Silicon Valley may offer a cautionary tale. Once thought to be home to the "clean industry" of high-tech computer manufacturing, the region is now home to 29 Environmental Protection Agency Superfund sites because of contaminated groundwater. Chemicals from computer manufacturing leaked into the water supply.

Had the dangers been known in advance, Colvin said, manufacturing methods could have been cleaned up, or more care could have gone into storing the chemicals.

Scientists are also worried that the public's first exposure to nanotechnology may come through popularizations such as Crichton's book, in which swarms of molecule-size, self-replicating nanobots threaten humanity.

A widely circulated article, written three years ago in Wired magazine by Sun Microsystems scientist Bill Joy, aroused concern by offering a scenario in which specially engineered nanomachines could selectively kill certain people or genetically distinct groups of people.

A future of nanobots building copies of themselves lies in the distant future -- if ever. Scientists disagree over whether it could happen.

"It's an enchanting thought, particularly if you spend a lot of time sitting at a computer simulating things," Smalley said. "But it's never going to happen that way."


Smalley's importance to Houston's stake in nanotechnology cannot be overstated.

He is the discoverer of the buckyball, a sphere of carbon atoms; his research won him the Nobel Prize in 1996 and helped launch the nanotechnology buzz. Buckyballs are inert, nontoxic and small enough to interact with cells, proteins and viruses. They were among the first generation of nanomaterials.

Smalley's work with a cylindrical shaped material -- carbon nanotubes -- also helped start a revolution in materials science. He is the most often cited nanotech researcher in scientific journals.
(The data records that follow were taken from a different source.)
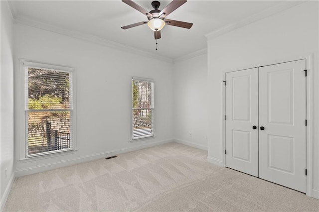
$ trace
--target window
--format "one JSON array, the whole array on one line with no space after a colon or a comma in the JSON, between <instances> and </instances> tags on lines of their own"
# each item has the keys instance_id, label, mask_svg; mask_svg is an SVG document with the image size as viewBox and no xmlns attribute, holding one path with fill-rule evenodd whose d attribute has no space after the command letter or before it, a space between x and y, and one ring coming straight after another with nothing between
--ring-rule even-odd
<instances>
[{"instance_id":1,"label":"window","mask_svg":"<svg viewBox=\"0 0 319 212\"><path fill-rule=\"evenodd\" d=\"M26 157L73 149L72 69L24 64Z\"/></svg>"},{"instance_id":2,"label":"window","mask_svg":"<svg viewBox=\"0 0 319 212\"><path fill-rule=\"evenodd\" d=\"M132 79L132 138L154 136L154 83Z\"/></svg>"}]
</instances>

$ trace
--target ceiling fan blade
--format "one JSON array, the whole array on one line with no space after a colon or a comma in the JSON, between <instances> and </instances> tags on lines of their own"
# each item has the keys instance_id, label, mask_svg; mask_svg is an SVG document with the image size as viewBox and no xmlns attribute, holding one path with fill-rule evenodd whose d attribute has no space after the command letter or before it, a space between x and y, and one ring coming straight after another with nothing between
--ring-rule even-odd
<instances>
[{"instance_id":1,"label":"ceiling fan blade","mask_svg":"<svg viewBox=\"0 0 319 212\"><path fill-rule=\"evenodd\" d=\"M191 26L193 25L192 23L188 23L187 22L179 21L179 20L170 20L165 19L164 20L165 24L167 25L170 25L171 26L178 26L179 27L186 28L186 29L190 29Z\"/></svg>"},{"instance_id":2,"label":"ceiling fan blade","mask_svg":"<svg viewBox=\"0 0 319 212\"><path fill-rule=\"evenodd\" d=\"M137 3L135 3L132 0L122 0L123 2L126 3L127 4L132 6L134 9L140 11L142 13L144 14L145 15L148 16L149 17L152 16L152 14L150 14L148 10L144 9L142 6L140 6Z\"/></svg>"},{"instance_id":3,"label":"ceiling fan blade","mask_svg":"<svg viewBox=\"0 0 319 212\"><path fill-rule=\"evenodd\" d=\"M186 0L173 0L160 12L160 16L161 15L162 17L166 17L170 13L186 3L186 1L187 1Z\"/></svg>"},{"instance_id":4,"label":"ceiling fan blade","mask_svg":"<svg viewBox=\"0 0 319 212\"><path fill-rule=\"evenodd\" d=\"M160 31L154 31L154 38L155 40L157 40L158 39L160 38L161 37L160 36Z\"/></svg>"},{"instance_id":5,"label":"ceiling fan blade","mask_svg":"<svg viewBox=\"0 0 319 212\"><path fill-rule=\"evenodd\" d=\"M145 24L146 23L148 23L148 22L149 22L149 21L141 21L141 22L139 22L138 23L133 23L132 24L128 25L127 26L122 26L121 28L122 28L123 29L129 29L130 28L134 27L135 26L140 26L141 25Z\"/></svg>"}]
</instances>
And, in 1993, Smalley created at Rice the first U.S. lab dedicated to nanotechnology.

As a result, Houston is off to a fast start in the nanotechnology race.

The city already has 11 start-up companies hoping to bring nanotechnology research into the marketplace, one of which, C Sixty Inc., the city snagged from Toronto.

"We're very well positioned at this moment to seize nanotechnology for Houston," said James D. Calaway, president of the Center for Houston's Future, an affiliate of the Greater Houston Partnership.

"But we are not the only people in the world that are aware of this opportunity."

As a C Sixty board member, Calaway helped orchestrate the company's move to Houston.

Although Houston is strong in research scientists, it is weak in developing technical business managers who could help build high-tech industries, Calaway said. Because there is little history here of developing such industry, it is difficult to get people to recognize the importance of acting early, he said.

Nanotechnology is just now at the point where research is coming out of laboratories and moving to commercial facilities. Local planners should consider subsidizing labs and making research equipment, such as costly microscopes, available in a central area that would attract research companies, Calaway said.

Because of the Texas Medical Center and the city's large medical research community, Houston could flourish as a nanomedicine center, promoters say.

In recent months, Smalley has also become bullish on nanotechnology's ability to address energy concerns, another seemingly natural area for local focus, given Houston's economic footprint in energy.

But there's almost no investment Houston could make in nanotechnology that could yield a return within just a few years. Of the 20-plus nanotechnology start-ups in Texas, only one, Nanotechnologies Inc. of Austin, is shipping a commercial product. It makes fine powders that, among other uses, make eyeglasses more resistant to scratches.

Yet Texas is already missing out on some opportunities. Last summer, Sematech North, an Austin-based consortium of computer chip giants such as IBM and Intel, chose Albany, N.Y., for a multimillion-dollar expansion for nanoscale research.

"In three years we may have lost our opportunity," Masterson said. "Today, there probably isn't a center of nanotechnology in the country.

"Our challenge is: When someone asks where the center is in 2010, the answer is Houston."